Guillaume Pépy, l’emblématique patron de la SNCF pendant plus de douze ans, a amorcé des changements d’ampleur. Il a mis fin au statut de cheminot pour les nouveaux embauchés, il a accentué la présence de l’entreprise sur les marchés étrangers, il a ouvert à la concurrence les lignes de chemin de fer propriété de l’entreprise publique. 

  • La mutation sociale

A partir de janvier prochain, la SNCF n’embauchera plus au statut de cheminot, la fin d’une ère pour l’entreprise dont 130 000 employés sont sous ce statut. La transformation de la SNCF en société anonymes — elle qui était avant un EPIC, un établissement public à caractère industriel et commercial — bouleverse tout autant le fonctionnement de la l’entreprise que sa culture. «La SNCF de 1937 s’efface devant celle de 2020, mais elle s’accompagne d’une grande perte de repères pour les salariés, pour les élus. Il y avait urgence à redéfinir ce qu’est la SNCF et à quoi elle sert», expliquait Guillaume Pepy en mars dernier.

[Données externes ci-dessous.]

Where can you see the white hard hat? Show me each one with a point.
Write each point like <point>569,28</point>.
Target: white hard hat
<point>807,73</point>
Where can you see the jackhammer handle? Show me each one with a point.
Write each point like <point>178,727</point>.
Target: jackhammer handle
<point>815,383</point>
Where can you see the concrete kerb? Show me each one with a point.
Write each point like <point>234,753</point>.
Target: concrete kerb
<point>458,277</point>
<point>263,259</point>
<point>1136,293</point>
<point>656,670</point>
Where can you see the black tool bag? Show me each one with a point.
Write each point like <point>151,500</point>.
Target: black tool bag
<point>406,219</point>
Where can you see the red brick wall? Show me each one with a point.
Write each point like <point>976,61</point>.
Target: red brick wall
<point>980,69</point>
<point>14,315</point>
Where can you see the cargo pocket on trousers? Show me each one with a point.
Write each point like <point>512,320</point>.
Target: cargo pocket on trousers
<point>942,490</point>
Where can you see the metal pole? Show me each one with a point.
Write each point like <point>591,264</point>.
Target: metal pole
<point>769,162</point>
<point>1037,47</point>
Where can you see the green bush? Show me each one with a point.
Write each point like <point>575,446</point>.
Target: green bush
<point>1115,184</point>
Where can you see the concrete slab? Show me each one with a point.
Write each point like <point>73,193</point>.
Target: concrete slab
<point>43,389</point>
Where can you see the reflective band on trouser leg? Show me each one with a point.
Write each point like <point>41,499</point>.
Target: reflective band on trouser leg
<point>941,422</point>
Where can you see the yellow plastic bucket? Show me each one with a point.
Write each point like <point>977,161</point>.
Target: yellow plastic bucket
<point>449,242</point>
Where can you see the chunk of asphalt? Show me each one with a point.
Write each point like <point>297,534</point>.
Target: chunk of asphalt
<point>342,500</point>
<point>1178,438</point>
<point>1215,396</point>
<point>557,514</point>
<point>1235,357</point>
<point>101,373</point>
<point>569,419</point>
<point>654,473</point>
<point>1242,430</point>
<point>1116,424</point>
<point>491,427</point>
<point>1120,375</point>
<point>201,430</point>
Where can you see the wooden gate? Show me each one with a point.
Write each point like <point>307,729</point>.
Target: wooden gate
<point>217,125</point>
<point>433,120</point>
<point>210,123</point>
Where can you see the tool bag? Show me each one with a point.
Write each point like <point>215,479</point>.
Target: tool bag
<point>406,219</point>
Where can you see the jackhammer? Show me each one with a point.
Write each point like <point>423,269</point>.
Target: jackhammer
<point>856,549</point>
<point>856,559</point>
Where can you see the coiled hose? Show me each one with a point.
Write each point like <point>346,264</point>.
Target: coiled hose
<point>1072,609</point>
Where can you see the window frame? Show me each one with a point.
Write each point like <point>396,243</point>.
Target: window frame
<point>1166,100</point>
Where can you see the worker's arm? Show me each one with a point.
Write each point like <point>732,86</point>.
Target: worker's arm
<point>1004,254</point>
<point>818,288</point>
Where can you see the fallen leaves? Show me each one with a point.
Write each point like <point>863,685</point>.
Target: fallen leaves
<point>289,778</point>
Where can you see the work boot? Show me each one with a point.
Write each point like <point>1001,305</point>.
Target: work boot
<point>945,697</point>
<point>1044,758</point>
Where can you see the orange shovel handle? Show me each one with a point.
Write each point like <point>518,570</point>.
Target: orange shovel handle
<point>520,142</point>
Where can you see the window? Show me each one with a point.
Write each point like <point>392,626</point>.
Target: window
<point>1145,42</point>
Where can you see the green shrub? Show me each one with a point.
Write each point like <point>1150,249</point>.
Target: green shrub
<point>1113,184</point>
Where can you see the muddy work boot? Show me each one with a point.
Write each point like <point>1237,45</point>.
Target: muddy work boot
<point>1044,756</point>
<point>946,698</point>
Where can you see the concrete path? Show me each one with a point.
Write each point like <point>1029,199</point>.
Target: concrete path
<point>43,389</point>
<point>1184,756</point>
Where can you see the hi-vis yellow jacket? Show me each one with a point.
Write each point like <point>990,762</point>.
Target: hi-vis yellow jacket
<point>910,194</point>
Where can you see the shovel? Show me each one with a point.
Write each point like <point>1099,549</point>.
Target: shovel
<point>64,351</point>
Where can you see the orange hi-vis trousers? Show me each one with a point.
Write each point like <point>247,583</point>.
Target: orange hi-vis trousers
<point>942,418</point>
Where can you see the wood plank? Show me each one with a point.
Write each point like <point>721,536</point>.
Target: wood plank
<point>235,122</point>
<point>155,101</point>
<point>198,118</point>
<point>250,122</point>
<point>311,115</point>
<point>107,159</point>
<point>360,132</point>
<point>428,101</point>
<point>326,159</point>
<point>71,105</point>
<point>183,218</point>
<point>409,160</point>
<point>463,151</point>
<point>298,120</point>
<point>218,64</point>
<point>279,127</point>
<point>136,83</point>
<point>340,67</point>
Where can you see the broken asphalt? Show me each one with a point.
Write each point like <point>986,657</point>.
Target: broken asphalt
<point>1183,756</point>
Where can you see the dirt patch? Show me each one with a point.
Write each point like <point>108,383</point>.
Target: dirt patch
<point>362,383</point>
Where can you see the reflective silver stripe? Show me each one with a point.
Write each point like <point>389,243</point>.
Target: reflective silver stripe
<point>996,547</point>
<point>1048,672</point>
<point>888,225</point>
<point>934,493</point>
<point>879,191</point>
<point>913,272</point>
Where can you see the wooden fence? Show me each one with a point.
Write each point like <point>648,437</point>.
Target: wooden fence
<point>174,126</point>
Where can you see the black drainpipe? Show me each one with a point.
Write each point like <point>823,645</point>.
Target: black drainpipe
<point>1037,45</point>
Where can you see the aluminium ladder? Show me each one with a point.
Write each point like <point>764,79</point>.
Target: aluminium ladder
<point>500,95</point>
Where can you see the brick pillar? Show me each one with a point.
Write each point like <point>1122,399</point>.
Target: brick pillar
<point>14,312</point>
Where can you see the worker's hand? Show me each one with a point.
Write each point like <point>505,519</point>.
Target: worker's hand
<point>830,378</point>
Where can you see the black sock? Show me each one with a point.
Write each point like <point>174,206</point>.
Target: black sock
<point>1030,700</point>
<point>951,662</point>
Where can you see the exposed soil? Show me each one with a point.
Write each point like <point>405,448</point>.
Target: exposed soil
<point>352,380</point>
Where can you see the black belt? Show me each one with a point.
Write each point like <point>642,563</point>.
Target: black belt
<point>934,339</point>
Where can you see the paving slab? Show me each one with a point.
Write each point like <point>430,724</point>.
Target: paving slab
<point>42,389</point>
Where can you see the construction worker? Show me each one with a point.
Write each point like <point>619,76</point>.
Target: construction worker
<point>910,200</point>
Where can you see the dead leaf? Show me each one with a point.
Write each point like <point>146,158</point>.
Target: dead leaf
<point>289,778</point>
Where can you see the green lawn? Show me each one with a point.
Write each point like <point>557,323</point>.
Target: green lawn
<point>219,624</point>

En parallèle, la réforme des retraites que prépare le gouvernement concerne en premier plan la SNCF : la suppression du statut spécial des cheminots pour les retraites risque de déchaîner les colères. Le 13 septembre, les employés de la SNCF s’étaient d’ailleurs fortement mobilisés contre la réforme des retraites. 

  • L’arrivée de la concurrence

Dès 2020, des TGV étrangers rouleront sur les chemins de fer français, en 2021, ce sera le tour des TER. L’ouverture des lignes de chemins de fer françaises à la concurrence va mettre à l’épreuve la capacité de la SNCF à proposer les meilleurs offres de déplacement aux usagers. Elle va aussi mettre SNCF Réseau (la filiale de la SNCF qui possède les infrastructures) à l’épreuve de la coopération avec d’autres entreprises. 

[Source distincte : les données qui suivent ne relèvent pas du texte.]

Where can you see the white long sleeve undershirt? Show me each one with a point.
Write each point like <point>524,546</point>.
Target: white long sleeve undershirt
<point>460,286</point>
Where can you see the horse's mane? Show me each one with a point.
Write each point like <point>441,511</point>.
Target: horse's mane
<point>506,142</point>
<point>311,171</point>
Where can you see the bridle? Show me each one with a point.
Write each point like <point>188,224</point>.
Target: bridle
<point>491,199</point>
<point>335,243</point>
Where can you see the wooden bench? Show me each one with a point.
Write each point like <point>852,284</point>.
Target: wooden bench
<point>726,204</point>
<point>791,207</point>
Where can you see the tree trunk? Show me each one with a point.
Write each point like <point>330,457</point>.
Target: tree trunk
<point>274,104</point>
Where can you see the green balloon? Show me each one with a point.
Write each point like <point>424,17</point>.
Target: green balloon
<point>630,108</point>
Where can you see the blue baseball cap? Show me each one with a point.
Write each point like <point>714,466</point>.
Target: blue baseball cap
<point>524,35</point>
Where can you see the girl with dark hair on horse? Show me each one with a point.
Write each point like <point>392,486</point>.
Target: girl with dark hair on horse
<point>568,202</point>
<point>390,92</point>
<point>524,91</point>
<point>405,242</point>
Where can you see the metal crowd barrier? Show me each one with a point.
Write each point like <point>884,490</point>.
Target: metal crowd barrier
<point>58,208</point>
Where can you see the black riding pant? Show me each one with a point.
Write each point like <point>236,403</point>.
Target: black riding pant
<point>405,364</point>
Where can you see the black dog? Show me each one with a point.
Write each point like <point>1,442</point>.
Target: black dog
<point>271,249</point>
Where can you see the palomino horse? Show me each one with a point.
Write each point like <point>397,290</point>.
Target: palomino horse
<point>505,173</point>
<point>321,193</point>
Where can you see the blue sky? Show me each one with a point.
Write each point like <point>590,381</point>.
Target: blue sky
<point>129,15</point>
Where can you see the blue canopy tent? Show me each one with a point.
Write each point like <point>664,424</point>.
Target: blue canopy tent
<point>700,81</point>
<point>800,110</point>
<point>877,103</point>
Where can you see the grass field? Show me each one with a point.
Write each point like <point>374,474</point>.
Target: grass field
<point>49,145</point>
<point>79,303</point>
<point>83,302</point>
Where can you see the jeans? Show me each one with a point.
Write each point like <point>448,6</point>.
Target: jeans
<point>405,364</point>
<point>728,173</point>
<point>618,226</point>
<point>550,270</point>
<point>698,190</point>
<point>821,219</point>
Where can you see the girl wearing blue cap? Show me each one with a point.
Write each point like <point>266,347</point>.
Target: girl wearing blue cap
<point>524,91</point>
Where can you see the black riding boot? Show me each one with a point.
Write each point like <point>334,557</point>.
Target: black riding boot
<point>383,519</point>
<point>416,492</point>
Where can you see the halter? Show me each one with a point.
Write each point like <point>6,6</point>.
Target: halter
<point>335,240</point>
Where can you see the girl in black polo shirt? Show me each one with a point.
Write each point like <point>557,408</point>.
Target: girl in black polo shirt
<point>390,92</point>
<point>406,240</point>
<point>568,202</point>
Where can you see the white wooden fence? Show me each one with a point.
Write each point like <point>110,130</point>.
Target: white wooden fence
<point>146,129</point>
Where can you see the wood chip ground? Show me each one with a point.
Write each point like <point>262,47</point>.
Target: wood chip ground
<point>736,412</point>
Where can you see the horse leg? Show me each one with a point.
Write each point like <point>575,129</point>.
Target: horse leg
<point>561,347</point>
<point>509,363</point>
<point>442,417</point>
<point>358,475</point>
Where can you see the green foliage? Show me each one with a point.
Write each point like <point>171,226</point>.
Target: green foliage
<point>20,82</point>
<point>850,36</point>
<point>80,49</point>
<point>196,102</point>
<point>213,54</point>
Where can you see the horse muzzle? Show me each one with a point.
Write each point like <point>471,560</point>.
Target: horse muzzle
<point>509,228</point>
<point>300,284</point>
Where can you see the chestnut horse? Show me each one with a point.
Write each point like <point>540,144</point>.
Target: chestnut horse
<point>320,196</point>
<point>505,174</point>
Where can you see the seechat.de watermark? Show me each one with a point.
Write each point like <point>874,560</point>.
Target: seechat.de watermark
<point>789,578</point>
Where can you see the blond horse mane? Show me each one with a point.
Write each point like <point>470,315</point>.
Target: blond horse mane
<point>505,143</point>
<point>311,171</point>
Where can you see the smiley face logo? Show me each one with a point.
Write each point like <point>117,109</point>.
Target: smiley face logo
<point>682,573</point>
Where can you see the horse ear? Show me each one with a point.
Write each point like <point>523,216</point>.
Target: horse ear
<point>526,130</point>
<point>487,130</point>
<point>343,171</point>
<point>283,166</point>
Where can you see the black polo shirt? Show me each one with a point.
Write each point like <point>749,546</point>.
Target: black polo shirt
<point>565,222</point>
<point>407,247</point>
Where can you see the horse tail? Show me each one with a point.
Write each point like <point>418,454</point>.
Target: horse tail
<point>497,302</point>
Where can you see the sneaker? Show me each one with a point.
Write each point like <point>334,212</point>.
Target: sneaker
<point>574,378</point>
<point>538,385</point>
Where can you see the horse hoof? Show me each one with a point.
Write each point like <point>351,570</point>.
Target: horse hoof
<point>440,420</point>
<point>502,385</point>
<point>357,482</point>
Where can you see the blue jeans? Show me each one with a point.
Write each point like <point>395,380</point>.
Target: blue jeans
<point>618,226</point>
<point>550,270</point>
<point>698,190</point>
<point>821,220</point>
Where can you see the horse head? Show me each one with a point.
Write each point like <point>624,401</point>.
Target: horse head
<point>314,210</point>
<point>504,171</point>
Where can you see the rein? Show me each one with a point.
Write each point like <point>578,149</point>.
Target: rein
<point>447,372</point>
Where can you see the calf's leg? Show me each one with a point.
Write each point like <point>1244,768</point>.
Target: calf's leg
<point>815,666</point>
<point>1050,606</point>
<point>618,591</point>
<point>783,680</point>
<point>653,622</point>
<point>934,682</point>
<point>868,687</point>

Le gouvernement avait annoncé en 2018 reprendre les 35 milliards de dettes de SNCF Réseau, mais la contrepartie était une plus grande productivité de l’entreprise et des économies. Un plan productivité a été mis en place pour la filiale Réseau du groupe, qui doit permettre de dégager 1,6 milliard d’euros d’ici 2016, soit une augmentation de 7% de sa productivité durant cette période. 

  • La rénovation du réseau

SNCF Réseau s’est lancée dans la construction de nouvelles lignes, comme le Grand Paris Express ou le CDG express — la ligne Paris‐Roissy. Dans le même temps, l’entreprise doit faire face à un réseau vieillissant qui doit être rénover. La SNCF a promis d’investir 3,6 milliards d’euros par an dans le rajeunissement de ses lignes. Un chiffre considérable, de 50% supérieur à ce qui se faisait jusque là. 

Pour Jean‐Pierre Farandou, ce dossier nécessite de tenir — et faire tenir aux sous‐traitants — le calendrier et les impératifs budgétaires, pour éviter de plomber les comptes de l’entreprise, et de faire subir aux usagers retards et annulations. Or dans un contexte de départs à la retraites et de recours accru à la sous‐traitance, la question du maintien du savoir‐faire est centrale.

  • “Faire aimer le train”

L’entreprise cherche à accroître son volume de passagers. Face aux solutions alternatives (voiture, covoiturage, bus…), l’enjeu de la SNCF est bien de “faire aimer le train”, selon le slogan de l’entreprise. L’entreprise a décliné son offre pour s’adapter à chacun. Le OuiGo — TGV à moindre coût — devient petit à petit l’entrée de gamme de l’offre TGV, quand le InOui — nouveau nom des TGV traditionnels — est en l’offre haut de gamme. Les InOui misent sur la qualité: journaux, wagon‐bar, accueil des voyageurs, tandis que les OuiGo minimisent les coûts à l’instare des compagnie aérienne low cost : places limitées pour les bagages, prise électrique en option, pas de wagon‐bar etc.